For the technically minded, there was a wholesale rethink of our approach. For some years we were stuck with our baggage from molecular mechanics backgrounds and parameterised functions which were largely based on pairwise, through-space interactions. In the last year, we were seduced by ideas from Bayesian statistics which is somewhere between a statistical formalism and religious dogma. In practice, we built (along with our University of Queensland collaborators) functions which treated protein sequence and some structural properties as equal statistical descriptors and resulted in a very general measure of sequence to structure compatibility. The nomenclature is different from much of computational chemistry, but is really simply making something explicit which is always underlying a chemist's thinking - how appropriate is some structure for some set of atoms or particles or amino acids.

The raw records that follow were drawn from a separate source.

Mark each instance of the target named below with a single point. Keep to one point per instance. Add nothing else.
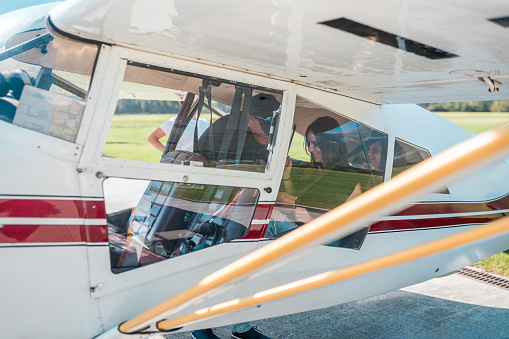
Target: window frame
(112, 78)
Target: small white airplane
(307, 104)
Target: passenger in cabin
(253, 142)
(327, 150)
(255, 147)
(186, 141)
(374, 151)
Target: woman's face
(314, 149)
(374, 154)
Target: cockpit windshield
(175, 117)
(44, 80)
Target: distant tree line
(471, 106)
(137, 106)
(130, 106)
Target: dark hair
(331, 144)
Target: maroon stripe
(451, 208)
(48, 208)
(13, 234)
(392, 225)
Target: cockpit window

We also undertook a complete rewrite of our older structure prediction code. This was travelling under the silly name of sausage. It now has the more sensible name of "wurst". To the astonishment of all concerned, this work was finished on schedule and in time for an international comparison of protein structure prediction methods held at the end of 2002. We did achieve our main aim of having the code so modular, we could have one program which could be used for parameterisation, testing and application to unknown cases.

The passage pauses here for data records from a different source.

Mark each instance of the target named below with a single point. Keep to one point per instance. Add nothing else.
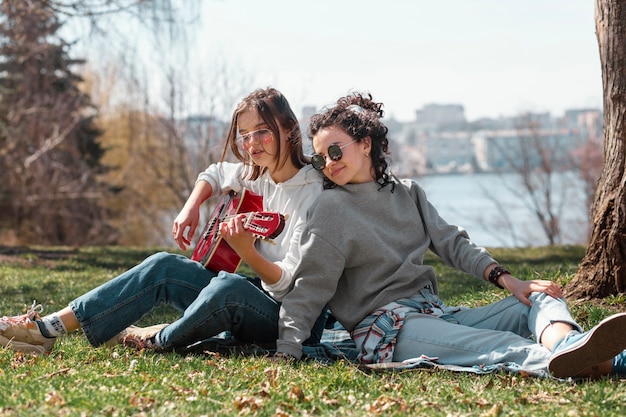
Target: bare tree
(539, 157)
(602, 271)
(49, 150)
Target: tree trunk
(602, 271)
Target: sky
(497, 58)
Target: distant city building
(441, 140)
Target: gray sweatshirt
(363, 247)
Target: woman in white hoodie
(265, 136)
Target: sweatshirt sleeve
(316, 281)
(450, 242)
(288, 264)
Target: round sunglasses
(334, 153)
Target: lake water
(492, 208)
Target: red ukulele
(212, 250)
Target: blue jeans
(493, 334)
(210, 304)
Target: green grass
(79, 380)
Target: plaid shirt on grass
(375, 336)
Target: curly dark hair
(359, 116)
(274, 109)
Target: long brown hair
(274, 109)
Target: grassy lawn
(79, 380)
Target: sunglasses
(263, 136)
(334, 153)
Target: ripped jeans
(493, 334)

Although building force fields or score functions is fun, it is also interesting to see if they can be put to other uses, and they certainly can. We have always worked on functions which are based on extracting information from known protein structures. Obviously these can be biased by the selection of proteins used for parameterisation. For example, if you use a set of large proteins, you will get different results from a score function built from small proteins. We have tried to turn this phenomenon to our advantage. In 2001 we developed a method for extracting the dominant features from a low-resolution force field. This year, we applied this to score functions deliberately constructed from special sets of proteins. This means one gets quantitative estimates of the factors which are important for small proteins or transmembrane proteins, for example. Continuing in this vein, we have begun to use score functions to characterise and compare proteins. This is an interesting problem since known protein structures are not easy to compare to each other. Proteins are three dimensional objects of different size where there is no obvious recipe for comparison, despite the ability of humans to say this one looks like that one. To use the terminology from physics, one can say that proteins provide a field and, with our score functions this can be swiftly calculated. The behaviour of some kind of particle within this field provides a fingerprint of a protein and since proteins can be seen as linear polymers, this can be treated as a string. With this kind of approach, one is able to use classic string comparison algorithms to recognise similarities. Reassuringly, this provides results similar to what one would see by looking at protein structures. Most importantly, we have used this as the basis for clustering of proteins structures.
The group lived in the Research School of Chemistry for just over seven years. Although reports like this one mention its activities alone, the group drew heavily on its environment for spiritual guidance and it borrowed heavily in areas such as numerical methods. It was known as the Biomolecular Simulations group in Canberra and bears a striking resemblance to something known as the Gruppe für Biomolekulare Simulations in a north German university.